The Airport: A Metaphor
A metaphor for the Red/Blue divide in America
Toward the end of my book, my politically liberal friend who raised his family in a predominantly conservative suburb says, “I had an understanding all of us were the same. We all wanted healthy kids, families, nice homes and safe neighborhoods. We all have the same dreams.”
I think most people would align with his sentiments and therefore, the question becomes: If we all want the same outcomes, why are we so divided on the path to getting them?
Previously, I lived south of the Minneapolis/St. Paul (MSP) airport. From Eagan, Minnesota, I could take Cedar Ave—or—35E. Each required the same amount of time. Choose your 13-minute adventure. Either way, you could get into a nearly heated debate with your neighbor, punctuated by feigned indignation, about the best route to the airport.
Sound (vaguely) familiar?
As a country, we’ve divided into two routes to the airport. We’ve gone from casual feelings about which route to take to this:
THERE IS ONLY ONE CORRECT WAY TO THE AIRPORT. IF YOU DON’T AGREE WITH MY WAY, YOU HATE OUR COUNTRY.
I happen to know a lot of people on the Left, and none of them hate America, and to the contrary, they work tirelessly to improve living conditions through policy updates and reforms, whether on a local level at the city council, or on a national scale.

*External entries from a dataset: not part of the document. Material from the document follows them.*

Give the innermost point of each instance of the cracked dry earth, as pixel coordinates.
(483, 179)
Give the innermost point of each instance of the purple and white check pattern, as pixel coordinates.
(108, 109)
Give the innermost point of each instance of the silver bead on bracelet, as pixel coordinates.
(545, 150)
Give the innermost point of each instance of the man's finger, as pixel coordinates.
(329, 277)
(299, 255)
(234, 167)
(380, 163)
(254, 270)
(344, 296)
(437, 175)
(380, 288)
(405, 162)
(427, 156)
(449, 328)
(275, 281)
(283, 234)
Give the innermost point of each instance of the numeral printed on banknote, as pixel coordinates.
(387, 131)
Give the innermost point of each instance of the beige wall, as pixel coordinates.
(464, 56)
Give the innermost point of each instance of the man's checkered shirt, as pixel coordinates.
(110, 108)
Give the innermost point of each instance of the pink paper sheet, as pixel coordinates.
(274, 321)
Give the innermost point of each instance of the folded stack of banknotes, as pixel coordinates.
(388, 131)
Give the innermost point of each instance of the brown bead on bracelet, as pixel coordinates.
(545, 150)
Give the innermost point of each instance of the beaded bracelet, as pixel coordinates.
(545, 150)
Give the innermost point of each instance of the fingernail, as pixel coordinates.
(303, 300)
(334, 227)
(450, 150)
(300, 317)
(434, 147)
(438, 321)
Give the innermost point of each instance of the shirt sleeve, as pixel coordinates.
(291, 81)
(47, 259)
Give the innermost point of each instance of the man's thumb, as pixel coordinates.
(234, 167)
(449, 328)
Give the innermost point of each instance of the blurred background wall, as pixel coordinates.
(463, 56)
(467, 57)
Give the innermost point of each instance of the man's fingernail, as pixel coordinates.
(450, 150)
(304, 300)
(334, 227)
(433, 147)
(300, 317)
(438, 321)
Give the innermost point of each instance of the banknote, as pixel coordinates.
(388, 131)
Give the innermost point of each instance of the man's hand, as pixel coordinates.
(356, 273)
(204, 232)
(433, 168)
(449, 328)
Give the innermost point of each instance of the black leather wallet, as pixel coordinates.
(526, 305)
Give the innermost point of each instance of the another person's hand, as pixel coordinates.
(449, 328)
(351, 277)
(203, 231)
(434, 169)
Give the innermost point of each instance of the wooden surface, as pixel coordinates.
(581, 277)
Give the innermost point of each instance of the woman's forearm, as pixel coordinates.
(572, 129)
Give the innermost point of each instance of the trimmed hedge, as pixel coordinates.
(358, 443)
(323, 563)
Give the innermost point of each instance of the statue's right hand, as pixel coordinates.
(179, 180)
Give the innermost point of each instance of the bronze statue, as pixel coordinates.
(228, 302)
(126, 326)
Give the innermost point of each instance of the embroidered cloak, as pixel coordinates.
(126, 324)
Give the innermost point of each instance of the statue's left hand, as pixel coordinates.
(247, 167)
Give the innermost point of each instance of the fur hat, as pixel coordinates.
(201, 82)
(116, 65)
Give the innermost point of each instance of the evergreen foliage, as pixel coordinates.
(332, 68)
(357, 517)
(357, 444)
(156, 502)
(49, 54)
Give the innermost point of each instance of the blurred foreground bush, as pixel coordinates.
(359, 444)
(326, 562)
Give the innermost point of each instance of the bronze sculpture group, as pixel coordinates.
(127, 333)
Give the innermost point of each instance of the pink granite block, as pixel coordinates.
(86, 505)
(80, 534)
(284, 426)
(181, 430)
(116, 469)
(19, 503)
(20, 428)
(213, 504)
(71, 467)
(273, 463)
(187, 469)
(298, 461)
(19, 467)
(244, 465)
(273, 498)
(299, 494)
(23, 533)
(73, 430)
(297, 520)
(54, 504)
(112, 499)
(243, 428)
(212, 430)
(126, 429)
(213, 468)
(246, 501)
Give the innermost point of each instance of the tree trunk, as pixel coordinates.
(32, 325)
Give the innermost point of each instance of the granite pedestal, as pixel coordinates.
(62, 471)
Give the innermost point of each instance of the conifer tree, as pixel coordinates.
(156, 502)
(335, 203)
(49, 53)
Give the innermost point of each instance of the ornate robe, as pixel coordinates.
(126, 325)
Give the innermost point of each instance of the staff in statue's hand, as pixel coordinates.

I also believe that everyone I know on the Right would be offended by the suggestion that they hate America and want to usher in the new Third Reich, as has been written by commentators on the Left. Sadly, the airport stands dormant while we argue about the best route.
Because the airport is not the destination—the airport is the provision. The airport provides the vehicle to get to the destination. And that means the airport is the contract we make with each other about how to have healthy kids and safe neighborhoods. Like it or not, the airport is the arrangement we chose as a collective people. The airport is the government.
As a nation, we chose a long time ago, and based on previous experiences, not to have one family rule over us, or even one ideology, or religion. Instead, we chose to have a democracy, where the people come together, define what’s important, and cooperate on building those airplanes to get people to those destinations.
A democracy requires cooperation. Cooperation requires giving some money to things that are completely irrelevant in your subculture, but might greatly help another subculture of our country.
I’m defending your route to the airport because you have the freedom to choose how you get there. Having said that, let’s stop losing our minds over the path. We just need to get there. When we get there, the airport does not belong exclusively to our group, our family or our political tribe. Democracy means we chose something bigger and better. There’s no backing out of this. We must move forward and choose us. All of us.
I’m guessing none of you needed that lecture—ha ha! But maybe you know someone who does.